Reductionism

You can be a boss at reducers if you know this one weird trick!

At least at one point I had hoped that was true. It turns out that getting reducers right requires thinking it through every single time you are confronted with new one. But I think we can come up with enough guidance so that after a few examples, we won’t really need to look at the reducers in collections to come; you’ll be able to understand them and verify them yourself.

Background

If you look for ‘clojure reduce’ in your search engine of choice, you might run across Reducers. Reducers are a very useful suite of functions that should definitely be in the arsenal of any Clojure programmer, but we have a simpler aim: clojure.core/reduce.
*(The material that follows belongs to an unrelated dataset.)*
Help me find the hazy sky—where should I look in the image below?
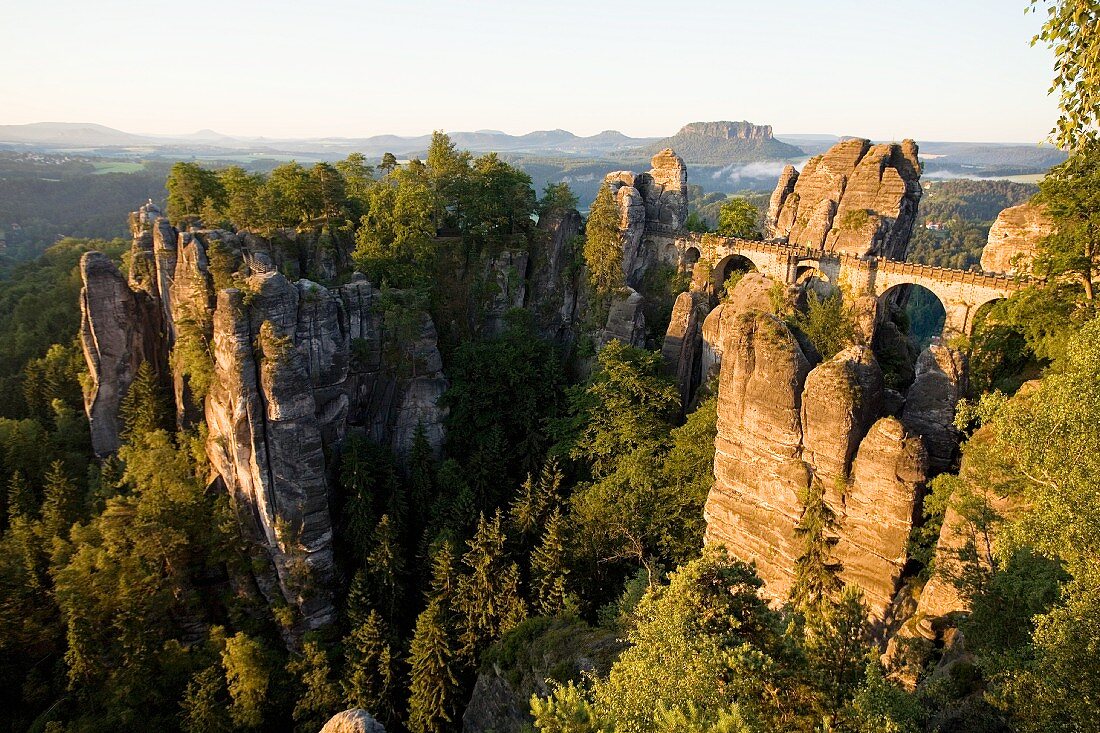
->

There are two forms of reduce, with two and three parameters. The two-parameter form takes a reducing function (of two arguments) that is applied first to the first two items of the collection, then to the result of that invocation and the third item, that result and the fourth item, etc., until the end of the collection is reached and the accumulated result is returned.

(reduce '+ [1 2 3 4 5] ; =>15

Effectively it computes (((1+2)+3)+4+5).

The three-paremeter version supplies a starting value that is supplied to the reducing function along with the first item, and so on.
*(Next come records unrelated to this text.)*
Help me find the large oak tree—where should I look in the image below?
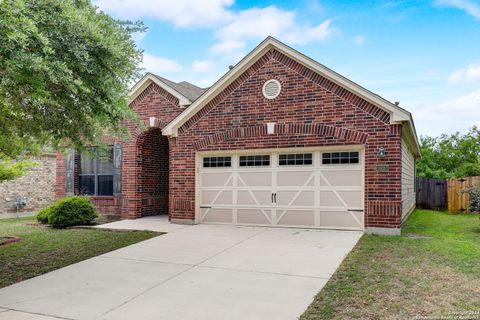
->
[0,0,144,180]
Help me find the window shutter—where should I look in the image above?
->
[113,143,122,195]
[65,149,75,194]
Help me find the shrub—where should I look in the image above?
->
[43,196,98,228]
[36,207,52,224]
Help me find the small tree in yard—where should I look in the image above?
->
[468,187,480,212]
[0,0,144,179]
[417,126,480,179]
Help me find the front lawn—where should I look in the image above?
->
[301,210,480,320]
[0,217,159,288]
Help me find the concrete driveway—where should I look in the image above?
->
[0,218,361,320]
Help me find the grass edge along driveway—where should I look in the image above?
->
[300,210,480,320]
[0,217,160,288]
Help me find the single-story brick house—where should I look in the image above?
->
[56,37,420,234]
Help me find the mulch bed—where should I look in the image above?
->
[0,237,22,246]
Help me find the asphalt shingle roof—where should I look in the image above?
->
[154,74,208,102]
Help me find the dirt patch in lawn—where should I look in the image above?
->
[0,236,22,246]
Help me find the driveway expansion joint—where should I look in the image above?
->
[95,229,268,319]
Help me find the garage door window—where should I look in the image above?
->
[278,153,312,166]
[240,155,270,167]
[322,151,359,164]
[203,157,232,168]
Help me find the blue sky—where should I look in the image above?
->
[94,0,480,135]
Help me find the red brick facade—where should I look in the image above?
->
[57,49,408,228]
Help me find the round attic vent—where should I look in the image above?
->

(reduce '+ 10 [1 2 3 4 5] ; =>25

Effectivly it computes ((((10+1)+2)+3)+4+5).

Here is the contract for reduce:

f should be a function of 2 arguments. If val is not supplied, returns the result of applying f to the first 2 items in coll, then applying f to that result and the 3rd item, etc. If coll contains no items, f must accept no arguments as well, and reduce returns the result of calling f with no arguments. If coll has only 1 item, it is returned and f is not called. If val is supplied, returns the result of applying f to val and the first item in coll, then applying f to that result and the 2nd item, etc. If coll contains no items, returns val and f is not called.
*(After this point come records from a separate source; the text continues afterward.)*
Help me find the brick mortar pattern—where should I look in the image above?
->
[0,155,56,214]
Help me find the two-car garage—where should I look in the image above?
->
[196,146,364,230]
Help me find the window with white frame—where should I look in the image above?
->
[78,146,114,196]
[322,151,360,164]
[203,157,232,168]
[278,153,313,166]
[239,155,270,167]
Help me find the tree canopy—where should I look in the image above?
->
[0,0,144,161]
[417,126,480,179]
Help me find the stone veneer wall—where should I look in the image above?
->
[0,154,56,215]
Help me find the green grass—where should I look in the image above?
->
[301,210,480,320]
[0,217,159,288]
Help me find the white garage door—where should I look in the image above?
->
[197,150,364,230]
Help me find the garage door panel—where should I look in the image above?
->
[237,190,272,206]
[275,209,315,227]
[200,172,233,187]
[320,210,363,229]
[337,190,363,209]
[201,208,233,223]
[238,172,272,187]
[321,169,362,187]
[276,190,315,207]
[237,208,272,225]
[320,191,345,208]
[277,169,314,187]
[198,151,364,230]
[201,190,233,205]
The code for reduce in core.clj is indirect:

(defn reduce
  ([f coll]
     (if (instance? clojure.lang.IReduce coll)
       (.reduce ^clojure.lang.IReduce coll f)
       (clojure.core.protocols/coll-reduce coll f)))
  ([f val coll]
     (if (instance? clojure.lang.IReduceInit coll)
       (.reduce ^clojure.lang.IReduceInit coll f val)
       (clojure.core.protocols/coll-reduce coll f val))))

A collection implements the IReduce and/or IReduceInit interfaces to provide a specialized, presumably more efficient, reduction algorithm. Otherwise, the magic of protocols is used to extend reduction to types that do not have these interfaces defined. That code is in clojure.core.protocols. The protocols aspect is not our focus here; we are interested in how to implement the interfaces in our collections.

The interfaces

And here they are:

[<AllowNullLiteral>]
type IReduceInit =
    abstract reduce: IFn * obj -> obj

[<AllowNullLiteral>]
type IReduce =
    inherit IReduceInit
    abstract reduce: IFn -> obj

IReduceInit.reduce take a function and start argument. IReduce.reduce just takes the reducing function. The missing argument is the collection itself, which is this.

Feeling reduced, but not diminished

Before we get to code, we need to have a little chat about Reduced. It figures significantly in the code we are about to write.

It is hard to find information about Reduced. I checked five books on Clojure and found nary a mention. The most prominent mention of Reduced is in the reference on Transducers.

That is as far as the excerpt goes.